He went on to criticise a Conservative paper advocating repeal of the Human Rights Act and an approach which would invoke human rights laws only in “the most serious cases”. Pointing out that most decisions have been taken by our own courts, he concludes:
“The effect will not be to free our courts from following Strasbourg decisions—something they are already doing … but of reducing their ability to apply Convention principles to individual cases”.
He describes that as “a recipe for chaos”.
To these strictures from such an eminent source must be added some observations from the Joint Committee on Human Rights published on 11 March. The committee drew Parliament’s attention to,
“the strikingly small number of declarations of incompatibility made by UK courts under the Human Rights Act during the lifetime of this Parliament, which confirms the significant downward trend in the number of such declarations since the Human Rights Act came into force in 2000”.
The report also welcomed the process of ECHR reform and the,
“increasing prominence … gradually being given”,
to the role of national parliaments,
“in scrutinising the implementation of Court judgments and … Convention compatibility”.
It went on to assert that the UK Government are,
“in a good position to provide strong leadership on this question”.
That of course would cease to be the case if the UK withdrew from it. Could the Minister indicate when the Government will be responding to the committee’s report containing these and other recommendations and observations?
There are of course matters other than the Government’s important, if deplorable, intentions toward the convention and court, which have been considered in this debate. One is the response to the report of Mr David Anderson, the Independent Reviewer of Terrorism Legislation, and his key calls for judicial oversight of all interception warrants and some communications data—a call backed by my right honourable friend the shadow Home Secretary Yvette Cooper—for a new law to comply with international human rights safeguards and for investigatory powers tribunal rulings to be subject to appeal on matters of law. Many of us will have noticed, with regret, the frigid response of the Home Secretary to the proposal for judicial oversight in particular.

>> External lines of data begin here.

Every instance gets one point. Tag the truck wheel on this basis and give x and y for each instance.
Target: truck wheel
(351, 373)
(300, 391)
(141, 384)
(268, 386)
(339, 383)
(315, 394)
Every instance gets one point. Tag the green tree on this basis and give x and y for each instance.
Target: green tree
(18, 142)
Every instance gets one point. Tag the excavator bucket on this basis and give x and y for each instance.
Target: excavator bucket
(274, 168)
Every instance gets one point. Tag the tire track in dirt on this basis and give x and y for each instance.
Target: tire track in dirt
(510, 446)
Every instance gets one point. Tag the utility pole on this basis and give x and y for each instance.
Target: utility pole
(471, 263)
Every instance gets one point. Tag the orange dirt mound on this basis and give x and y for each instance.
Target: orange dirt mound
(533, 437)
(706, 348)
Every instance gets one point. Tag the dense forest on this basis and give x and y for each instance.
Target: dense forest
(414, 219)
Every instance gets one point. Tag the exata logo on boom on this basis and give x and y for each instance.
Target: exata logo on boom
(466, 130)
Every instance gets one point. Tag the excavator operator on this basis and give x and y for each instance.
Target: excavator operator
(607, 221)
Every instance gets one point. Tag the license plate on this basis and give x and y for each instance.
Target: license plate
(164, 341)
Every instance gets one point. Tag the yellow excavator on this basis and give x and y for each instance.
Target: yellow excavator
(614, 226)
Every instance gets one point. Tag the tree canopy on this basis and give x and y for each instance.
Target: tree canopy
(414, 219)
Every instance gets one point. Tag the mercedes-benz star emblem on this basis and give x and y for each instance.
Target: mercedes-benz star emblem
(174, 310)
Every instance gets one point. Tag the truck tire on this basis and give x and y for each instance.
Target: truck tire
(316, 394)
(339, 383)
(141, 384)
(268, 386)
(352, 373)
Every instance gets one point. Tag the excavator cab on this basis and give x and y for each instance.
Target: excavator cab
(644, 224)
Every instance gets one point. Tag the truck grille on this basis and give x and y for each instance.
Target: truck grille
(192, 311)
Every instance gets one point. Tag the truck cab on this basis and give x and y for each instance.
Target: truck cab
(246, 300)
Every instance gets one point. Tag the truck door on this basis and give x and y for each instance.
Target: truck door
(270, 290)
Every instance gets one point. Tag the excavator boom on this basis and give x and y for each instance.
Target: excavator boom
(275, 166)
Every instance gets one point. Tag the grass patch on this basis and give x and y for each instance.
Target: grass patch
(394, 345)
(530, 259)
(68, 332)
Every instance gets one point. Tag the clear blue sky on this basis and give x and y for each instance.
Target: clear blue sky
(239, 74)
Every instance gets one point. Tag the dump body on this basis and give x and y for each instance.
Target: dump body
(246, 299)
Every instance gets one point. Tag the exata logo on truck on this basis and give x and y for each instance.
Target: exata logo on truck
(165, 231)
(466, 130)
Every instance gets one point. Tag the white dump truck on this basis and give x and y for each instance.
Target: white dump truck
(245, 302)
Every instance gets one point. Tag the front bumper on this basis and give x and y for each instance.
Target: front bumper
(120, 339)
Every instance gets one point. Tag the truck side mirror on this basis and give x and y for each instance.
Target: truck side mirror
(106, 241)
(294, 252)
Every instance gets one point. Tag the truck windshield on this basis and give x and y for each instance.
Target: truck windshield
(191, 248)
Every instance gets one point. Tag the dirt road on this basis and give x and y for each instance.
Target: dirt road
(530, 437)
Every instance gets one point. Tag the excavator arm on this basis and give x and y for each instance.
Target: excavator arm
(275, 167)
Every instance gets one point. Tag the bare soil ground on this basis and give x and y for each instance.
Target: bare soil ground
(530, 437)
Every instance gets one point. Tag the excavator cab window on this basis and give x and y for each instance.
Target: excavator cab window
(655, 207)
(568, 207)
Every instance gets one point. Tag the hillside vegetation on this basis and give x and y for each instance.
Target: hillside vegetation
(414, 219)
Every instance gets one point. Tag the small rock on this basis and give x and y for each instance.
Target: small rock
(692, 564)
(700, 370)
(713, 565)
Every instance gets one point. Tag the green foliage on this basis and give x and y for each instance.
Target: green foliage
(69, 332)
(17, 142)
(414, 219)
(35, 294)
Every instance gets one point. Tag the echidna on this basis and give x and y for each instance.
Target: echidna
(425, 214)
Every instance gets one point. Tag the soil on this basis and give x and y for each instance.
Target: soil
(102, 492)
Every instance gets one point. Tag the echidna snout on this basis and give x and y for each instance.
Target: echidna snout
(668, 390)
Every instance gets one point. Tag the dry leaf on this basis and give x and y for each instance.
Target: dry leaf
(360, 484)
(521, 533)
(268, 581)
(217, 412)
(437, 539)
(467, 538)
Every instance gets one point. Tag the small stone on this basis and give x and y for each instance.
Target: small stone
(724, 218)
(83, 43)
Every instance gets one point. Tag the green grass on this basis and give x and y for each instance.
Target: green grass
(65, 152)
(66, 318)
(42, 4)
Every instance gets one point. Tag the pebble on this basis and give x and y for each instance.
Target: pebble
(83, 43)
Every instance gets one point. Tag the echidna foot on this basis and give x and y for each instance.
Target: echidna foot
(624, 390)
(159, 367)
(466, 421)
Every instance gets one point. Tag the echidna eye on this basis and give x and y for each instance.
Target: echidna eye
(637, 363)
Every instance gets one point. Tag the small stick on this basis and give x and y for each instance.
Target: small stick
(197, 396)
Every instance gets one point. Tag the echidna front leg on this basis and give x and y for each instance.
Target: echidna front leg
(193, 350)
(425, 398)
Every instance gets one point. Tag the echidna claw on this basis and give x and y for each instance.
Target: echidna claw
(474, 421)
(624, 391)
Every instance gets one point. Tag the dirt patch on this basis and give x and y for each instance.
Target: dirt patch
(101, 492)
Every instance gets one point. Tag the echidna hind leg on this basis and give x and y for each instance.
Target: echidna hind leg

We in your Lordships’ House will be debating the role of the Lord Chancellor next Tuesday. That will perhaps be a more appropriate occasion to welcome the arrival of a successor to Mr Grayling, but many of us will have read Mr Gove’s speech to the Legatum Institute with interest. In fairness, it was about reform of the justice system, but one might have hoped for a reference to some of the issues we are debating today, not least the topic of judicial review, a critical tool in upholding human rights and civil liberties—if I might venture a slightly critical note of the noble and learned Lord, Lord Wallace, I would say that the Liberal Democrats of course supported the late Government’s restrictions on judicial review—but also relevant to such matters as the conditions of our overcrowded prisons and asylum centres. Too often, they are an affront to human dignity and very much raise the issue of civil liberties and human rights. Could the Minister indicate whether the Lord Chancellor will conduct, in addition to the review of legal aid, a review into the changes to judicial review?
The House will be grateful to the noble and learned Lord, Lord Wallace, not only for his very distinguished service to the law—in particular in your Lordships’ House and as a member of the last Government—but for affording us the opportunity for this debate. On behalf of the Opposition, I thank all noble Lords who have contributed to it. I am sure that we are all very much looking forward to the Minister’s reply. I hope that the Government will reflect very carefully before proceeding with very substantial changes to the culture that has been built up in the last few decades, underpinned particularly by the Human Rights Act, in a way that would damage our system but also our reputation.